All our projects are run in UTF-8, since the spring of 2005.
There is one exception, and it is not in-house: The Oslo web interface Glossa handles only 8-bit code tables. Our texts at glossa are coded in ISO-IR 197.
The North Saami parser is localised with UTF-8, as it should be. In our web interface there is a filter to let users feed in c1, d1, s1, etc, instead of the correct Saami letters. Output to the user is in UTF-8.
Lule Saami can adequately be represented in 8-bit format, by Latin 1 (Lule Saami files can use ñ for n-acute). In order to have only one localisation interface for the languages we work on, Lule Saami has been moved to UTF-8 as well. There is a script, spell-relax.regex, which makes it possible to use both ñ, ń and ŋ.
Also South Saami can be represented in 8-bit format, by Latin 1, but just as for Lule Saami, it is stored in UTF-8. The script spell-relax.regex is used for South Saami as well, but with a slightly different purpose: It is used to accept the wide-spread sloppy use of i for ï.

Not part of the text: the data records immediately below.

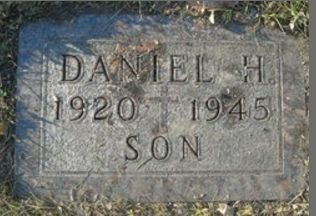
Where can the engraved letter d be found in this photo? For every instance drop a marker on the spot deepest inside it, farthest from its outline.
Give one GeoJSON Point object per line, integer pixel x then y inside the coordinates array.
{"type": "Point", "coordinates": [71, 68]}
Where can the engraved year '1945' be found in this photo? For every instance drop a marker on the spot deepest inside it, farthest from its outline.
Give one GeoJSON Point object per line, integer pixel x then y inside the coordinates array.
{"type": "Point", "coordinates": [127, 109]}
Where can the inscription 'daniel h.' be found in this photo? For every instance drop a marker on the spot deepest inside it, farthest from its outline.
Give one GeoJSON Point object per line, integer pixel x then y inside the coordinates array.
{"type": "Point", "coordinates": [157, 110]}
{"type": "Point", "coordinates": [163, 108]}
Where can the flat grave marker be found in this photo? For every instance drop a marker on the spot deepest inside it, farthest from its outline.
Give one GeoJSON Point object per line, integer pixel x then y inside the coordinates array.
{"type": "Point", "coordinates": [157, 110]}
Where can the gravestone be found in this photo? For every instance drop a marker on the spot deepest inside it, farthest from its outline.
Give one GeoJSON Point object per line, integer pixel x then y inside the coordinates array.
{"type": "Point", "coordinates": [155, 109]}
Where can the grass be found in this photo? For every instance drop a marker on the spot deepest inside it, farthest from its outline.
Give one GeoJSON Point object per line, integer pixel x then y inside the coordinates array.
{"type": "Point", "coordinates": [291, 17]}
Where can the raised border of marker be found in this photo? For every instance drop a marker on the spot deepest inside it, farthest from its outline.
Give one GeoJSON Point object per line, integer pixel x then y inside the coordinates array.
{"type": "Point", "coordinates": [156, 109]}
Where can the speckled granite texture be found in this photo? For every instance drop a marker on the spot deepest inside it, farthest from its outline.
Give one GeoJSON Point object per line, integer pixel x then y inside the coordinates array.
{"type": "Point", "coordinates": [157, 109]}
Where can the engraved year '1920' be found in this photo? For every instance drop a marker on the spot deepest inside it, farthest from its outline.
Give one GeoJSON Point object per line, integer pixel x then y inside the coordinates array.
{"type": "Point", "coordinates": [127, 109]}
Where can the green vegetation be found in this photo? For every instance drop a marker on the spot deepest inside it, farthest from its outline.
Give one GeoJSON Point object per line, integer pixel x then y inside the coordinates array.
{"type": "Point", "coordinates": [291, 17]}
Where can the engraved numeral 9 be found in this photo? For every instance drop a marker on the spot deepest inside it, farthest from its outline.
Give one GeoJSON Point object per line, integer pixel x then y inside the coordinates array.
{"type": "Point", "coordinates": [78, 104]}
{"type": "Point", "coordinates": [214, 106]}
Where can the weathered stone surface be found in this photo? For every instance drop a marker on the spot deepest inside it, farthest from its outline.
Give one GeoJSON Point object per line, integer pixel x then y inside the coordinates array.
{"type": "Point", "coordinates": [155, 109]}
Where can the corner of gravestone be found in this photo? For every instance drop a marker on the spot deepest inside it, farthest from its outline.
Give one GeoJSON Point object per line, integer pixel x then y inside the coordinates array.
{"type": "Point", "coordinates": [157, 110]}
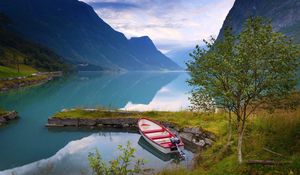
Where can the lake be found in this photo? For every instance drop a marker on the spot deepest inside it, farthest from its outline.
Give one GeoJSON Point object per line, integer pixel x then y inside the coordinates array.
{"type": "Point", "coordinates": [30, 148]}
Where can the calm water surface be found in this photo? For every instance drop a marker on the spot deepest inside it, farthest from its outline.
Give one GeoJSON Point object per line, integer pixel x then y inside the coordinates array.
{"type": "Point", "coordinates": [27, 147]}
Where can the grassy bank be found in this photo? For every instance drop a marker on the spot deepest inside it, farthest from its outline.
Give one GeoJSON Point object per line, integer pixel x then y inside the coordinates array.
{"type": "Point", "coordinates": [210, 122]}
{"type": "Point", "coordinates": [16, 83]}
{"type": "Point", "coordinates": [278, 131]}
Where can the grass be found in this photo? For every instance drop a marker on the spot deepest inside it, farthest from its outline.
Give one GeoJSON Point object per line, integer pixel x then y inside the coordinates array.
{"type": "Point", "coordinates": [210, 122]}
{"type": "Point", "coordinates": [2, 112]}
{"type": "Point", "coordinates": [278, 131]}
{"type": "Point", "coordinates": [8, 72]}
{"type": "Point", "coordinates": [30, 80]}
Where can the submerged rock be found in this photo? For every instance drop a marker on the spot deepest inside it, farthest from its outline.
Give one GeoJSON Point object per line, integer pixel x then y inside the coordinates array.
{"type": "Point", "coordinates": [8, 117]}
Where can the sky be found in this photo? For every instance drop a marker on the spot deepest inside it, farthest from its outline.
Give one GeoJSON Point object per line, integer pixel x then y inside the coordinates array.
{"type": "Point", "coordinates": [171, 24]}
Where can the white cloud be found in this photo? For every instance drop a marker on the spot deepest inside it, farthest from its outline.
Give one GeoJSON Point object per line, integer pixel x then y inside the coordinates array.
{"type": "Point", "coordinates": [170, 24]}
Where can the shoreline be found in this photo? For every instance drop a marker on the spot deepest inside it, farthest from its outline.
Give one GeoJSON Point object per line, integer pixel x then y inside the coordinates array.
{"type": "Point", "coordinates": [194, 137]}
{"type": "Point", "coordinates": [8, 84]}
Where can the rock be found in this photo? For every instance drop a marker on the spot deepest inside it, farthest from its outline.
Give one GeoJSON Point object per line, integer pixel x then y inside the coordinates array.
{"type": "Point", "coordinates": [8, 117]}
{"type": "Point", "coordinates": [2, 120]}
{"type": "Point", "coordinates": [201, 143]}
{"type": "Point", "coordinates": [186, 136]}
{"type": "Point", "coordinates": [193, 130]}
{"type": "Point", "coordinates": [208, 141]}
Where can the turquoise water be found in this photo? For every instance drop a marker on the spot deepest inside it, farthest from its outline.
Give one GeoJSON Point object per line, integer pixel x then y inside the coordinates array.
{"type": "Point", "coordinates": [28, 143]}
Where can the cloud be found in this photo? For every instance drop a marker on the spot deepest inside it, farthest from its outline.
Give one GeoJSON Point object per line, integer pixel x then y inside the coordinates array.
{"type": "Point", "coordinates": [113, 5]}
{"type": "Point", "coordinates": [171, 24]}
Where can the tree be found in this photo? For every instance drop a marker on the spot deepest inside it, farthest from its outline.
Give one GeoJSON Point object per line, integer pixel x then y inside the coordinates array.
{"type": "Point", "coordinates": [242, 72]}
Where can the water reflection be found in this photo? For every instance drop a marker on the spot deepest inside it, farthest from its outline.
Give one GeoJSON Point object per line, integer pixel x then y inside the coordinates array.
{"type": "Point", "coordinates": [72, 159]}
{"type": "Point", "coordinates": [27, 140]}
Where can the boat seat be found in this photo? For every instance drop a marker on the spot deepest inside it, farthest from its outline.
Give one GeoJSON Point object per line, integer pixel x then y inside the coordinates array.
{"type": "Point", "coordinates": [160, 136]}
{"type": "Point", "coordinates": [166, 144]}
{"type": "Point", "coordinates": [153, 130]}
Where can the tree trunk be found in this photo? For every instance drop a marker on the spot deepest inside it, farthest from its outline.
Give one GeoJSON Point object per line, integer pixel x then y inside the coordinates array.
{"type": "Point", "coordinates": [229, 128]}
{"type": "Point", "coordinates": [240, 142]}
{"type": "Point", "coordinates": [241, 129]}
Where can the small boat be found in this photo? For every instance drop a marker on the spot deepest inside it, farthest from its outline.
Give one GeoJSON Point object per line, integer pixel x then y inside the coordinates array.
{"type": "Point", "coordinates": [160, 137]}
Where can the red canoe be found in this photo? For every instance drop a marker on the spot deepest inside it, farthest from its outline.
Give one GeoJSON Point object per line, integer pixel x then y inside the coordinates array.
{"type": "Point", "coordinates": [159, 136]}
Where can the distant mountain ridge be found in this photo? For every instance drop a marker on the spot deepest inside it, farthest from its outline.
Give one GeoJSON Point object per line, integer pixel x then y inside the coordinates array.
{"type": "Point", "coordinates": [285, 15]}
{"type": "Point", "coordinates": [73, 30]}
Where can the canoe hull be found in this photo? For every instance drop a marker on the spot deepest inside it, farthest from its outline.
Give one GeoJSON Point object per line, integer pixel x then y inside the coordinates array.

Inari, Skolt and Kildin Saami
Inari Saami, Skolt and Kildin Saami are repesented in Unicode.
Our other languages
All our other languages are in UTF-8 as well.
Note that for Iñupiaq, we do not use the wide-spread 8-bit Interactive IñupiaQ Dictionary encoding, as it has placed the Iñupiaq characters in the ASCII area. There is a converter on the Iñupiaq page.